Xcel Energy’s vision to deliver 100% carbon-free electricity to customers is now backed by a scientific study. The company announced that it has verified its groundbreaking carbon goals in a newly published report — an industry first for in-depth analysis. It partnered with climate scientists with the University of Denver to confirm its vision is consistent with temperature goals of the Paris climate agreement.
“We are well positioned for the future and are focused on putting the right technology and policies in place to make our vision a reality,” said Ben Fowke, chairman, president and CEO, Xcel Energy. “Our 2018 carbon results demonstrate the significant gains we’re making in the transition to clean energy while still maintaining safe, reliable, and affordable service for our customers.”
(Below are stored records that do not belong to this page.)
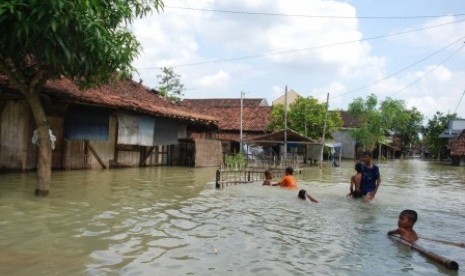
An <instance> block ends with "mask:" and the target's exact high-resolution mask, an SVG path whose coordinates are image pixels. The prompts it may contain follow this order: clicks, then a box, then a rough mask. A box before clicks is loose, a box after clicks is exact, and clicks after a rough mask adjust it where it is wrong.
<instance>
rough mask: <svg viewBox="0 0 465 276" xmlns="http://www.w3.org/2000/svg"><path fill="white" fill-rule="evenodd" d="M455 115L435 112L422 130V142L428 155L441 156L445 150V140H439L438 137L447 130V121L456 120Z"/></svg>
mask: <svg viewBox="0 0 465 276" xmlns="http://www.w3.org/2000/svg"><path fill="white" fill-rule="evenodd" d="M456 118H457V114H455V113H454V114H447V115H445V114H443V113H442V112H439V111H437V112H436V114H434V116H433V118H432V119H429V120H428V122H427V124H426V126H425V127H423V129H422V134H423V141H424V143H425V146H426V147H427V148H428V150H429V151H430V153H431V154H432V155H435V156H439V155H442V154H441V152H444V151H445V150H446V145H447V139H441V138H439V135H440V134H441V133H442V132H443V131H444V130H446V129H447V126H448V123H449V120H452V119H456Z"/></svg>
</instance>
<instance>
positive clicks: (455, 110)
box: [454, 90, 465, 114]
mask: <svg viewBox="0 0 465 276" xmlns="http://www.w3.org/2000/svg"><path fill="white" fill-rule="evenodd" d="M464 95H465V90H463V93H462V97H461V98H460V101H459V103H458V104H457V107H456V108H455V111H454V113H455V114H457V109H458V108H459V106H460V103H461V102H462V100H463V96H464Z"/></svg>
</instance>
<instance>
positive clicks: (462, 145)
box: [449, 130, 465, 156]
mask: <svg viewBox="0 0 465 276" xmlns="http://www.w3.org/2000/svg"><path fill="white" fill-rule="evenodd" d="M449 148H450V154H451V155H457V156H465V130H463V131H462V133H461V134H460V135H459V137H457V139H455V140H454V141H451V142H450V143H449Z"/></svg>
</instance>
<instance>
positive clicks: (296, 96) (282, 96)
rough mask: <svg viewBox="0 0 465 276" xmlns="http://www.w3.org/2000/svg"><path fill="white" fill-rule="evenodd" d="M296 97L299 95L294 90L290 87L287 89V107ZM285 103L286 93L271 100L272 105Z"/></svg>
mask: <svg viewBox="0 0 465 276" xmlns="http://www.w3.org/2000/svg"><path fill="white" fill-rule="evenodd" d="M298 97H301V96H300V95H299V94H298V93H297V92H295V91H294V90H292V89H290V90H288V91H287V107H289V106H290V105H291V104H292V103H294V102H295V101H296V100H297V98H298ZM285 103H286V94H283V95H282V96H280V97H278V98H277V99H276V100H274V101H273V105H278V104H282V105H284V104H285Z"/></svg>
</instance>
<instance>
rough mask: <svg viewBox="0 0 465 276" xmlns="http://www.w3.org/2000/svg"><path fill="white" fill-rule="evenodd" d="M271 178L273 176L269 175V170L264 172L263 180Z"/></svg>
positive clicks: (272, 176) (270, 174) (270, 172)
mask: <svg viewBox="0 0 465 276" xmlns="http://www.w3.org/2000/svg"><path fill="white" fill-rule="evenodd" d="M272 178H273V174H272V173H271V171H270V170H266V171H265V179H272Z"/></svg>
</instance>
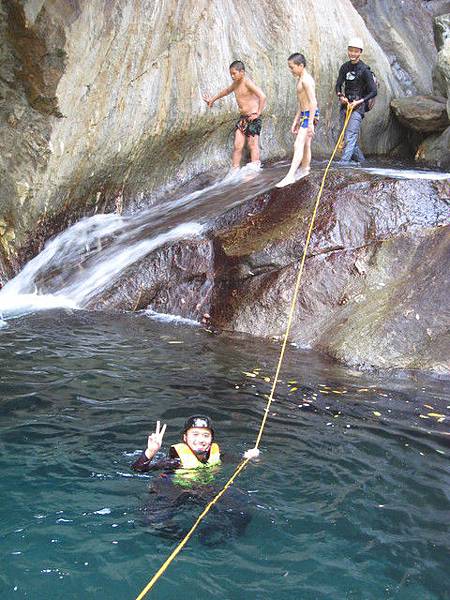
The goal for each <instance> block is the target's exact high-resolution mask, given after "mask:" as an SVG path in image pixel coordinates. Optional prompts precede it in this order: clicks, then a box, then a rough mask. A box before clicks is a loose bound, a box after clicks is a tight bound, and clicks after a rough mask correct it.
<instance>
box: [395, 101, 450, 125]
mask: <svg viewBox="0 0 450 600" xmlns="http://www.w3.org/2000/svg"><path fill="white" fill-rule="evenodd" d="M391 108H392V110H393V111H394V114H395V116H396V117H397V119H398V120H399V121H400V123H401V124H402V125H405V126H406V127H408V128H410V129H413V130H414V131H418V132H419V133H435V132H438V131H443V130H444V129H445V128H446V127H448V126H449V125H450V121H449V119H448V115H447V100H446V98H443V97H440V96H410V97H406V98H395V99H394V100H392V101H391Z"/></svg>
Xcel Energy’s newly published report outlines the path to achieving its ambitious carbon reductions, as well as the results of the scientific study. The climate modeling experts concluded the company’s emissions reduction trajectory under its carbon vision is consistent with electric sector emissions in scenarios likely to achieve the temperature goals of the Paris climate agreement.
In 2018, Xcel Energy cut carbon emissions an additional 3% in one year. This reduction is notable because, according to the U.S. Energy Information Administration, carbon emissions for the electric power sector increased 2% in 2018.
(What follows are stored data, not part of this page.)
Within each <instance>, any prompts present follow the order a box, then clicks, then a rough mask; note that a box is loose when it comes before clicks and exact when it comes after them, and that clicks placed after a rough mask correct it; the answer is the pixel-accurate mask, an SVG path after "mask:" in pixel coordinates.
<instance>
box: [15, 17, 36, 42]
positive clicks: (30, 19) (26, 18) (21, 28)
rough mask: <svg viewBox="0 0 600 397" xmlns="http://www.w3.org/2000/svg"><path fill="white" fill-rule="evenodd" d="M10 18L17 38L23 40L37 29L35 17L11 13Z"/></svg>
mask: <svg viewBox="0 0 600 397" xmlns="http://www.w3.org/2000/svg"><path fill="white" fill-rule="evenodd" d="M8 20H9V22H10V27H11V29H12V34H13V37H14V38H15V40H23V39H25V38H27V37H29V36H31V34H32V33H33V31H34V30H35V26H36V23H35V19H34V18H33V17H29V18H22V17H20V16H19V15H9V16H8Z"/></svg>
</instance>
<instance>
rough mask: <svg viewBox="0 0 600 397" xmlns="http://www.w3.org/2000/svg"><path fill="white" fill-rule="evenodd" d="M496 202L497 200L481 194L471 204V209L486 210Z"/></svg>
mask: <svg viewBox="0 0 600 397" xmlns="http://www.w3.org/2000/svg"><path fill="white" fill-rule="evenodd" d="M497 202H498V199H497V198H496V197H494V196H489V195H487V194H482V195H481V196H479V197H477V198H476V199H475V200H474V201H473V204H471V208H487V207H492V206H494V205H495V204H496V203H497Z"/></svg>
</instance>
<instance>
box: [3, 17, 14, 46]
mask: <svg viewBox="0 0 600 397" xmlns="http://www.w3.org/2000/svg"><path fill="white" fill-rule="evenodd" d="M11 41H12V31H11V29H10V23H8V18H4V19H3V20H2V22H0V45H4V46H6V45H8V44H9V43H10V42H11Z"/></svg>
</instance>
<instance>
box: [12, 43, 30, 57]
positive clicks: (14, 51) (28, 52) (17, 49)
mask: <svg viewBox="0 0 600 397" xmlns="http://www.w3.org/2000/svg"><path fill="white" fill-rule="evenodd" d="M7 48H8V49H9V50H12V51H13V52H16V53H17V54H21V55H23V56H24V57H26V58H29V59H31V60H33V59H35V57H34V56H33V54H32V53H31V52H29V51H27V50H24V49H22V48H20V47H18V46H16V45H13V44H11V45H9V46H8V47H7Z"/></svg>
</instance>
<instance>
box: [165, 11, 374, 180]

Xcel Energy’s lower emissions are the result of continued high performance from the company’s nuclear plants, reduced coal generation, and an increase in generation from natural gas and some renewables.
The company’s new 600-MW Rush Creek wind farm in Colorado also came online last year — the company’s largest wind project to date.
The path to carbon-free electricity
Xcel Energy studied many pathways for achieving its goals and its carbon report identifies key elements for reducing carbon emissions 80% by 2030.
These elements include:
- Adding thousands of megawatts of wind and solar power to its system
- Incorporating both natural gas generation and battery storage to help balance high levels of renewables
- Retiring more coal units or changing coal unit operations to reduce emissions
- Supporting the strategic electrification of certain end uses, such as transportation, to create flexible demand
- Investing in critical infrastructure, such as transmission and advanced grid technology for our distribution system
Beyond 2030, the company will need new carbon-free 24/7 technologies that are not yet commercially available at the cost and scale required. To serve customers with 100% carbon-free electricity by 2050, the company is calling for more research, innovation and demonstration of advanced carbon-free technologies, such as power to gas, seasonal energy storage, advanced nuclear or small modular reactors, carbon capture and storage, deep rock geothermal or other technologies.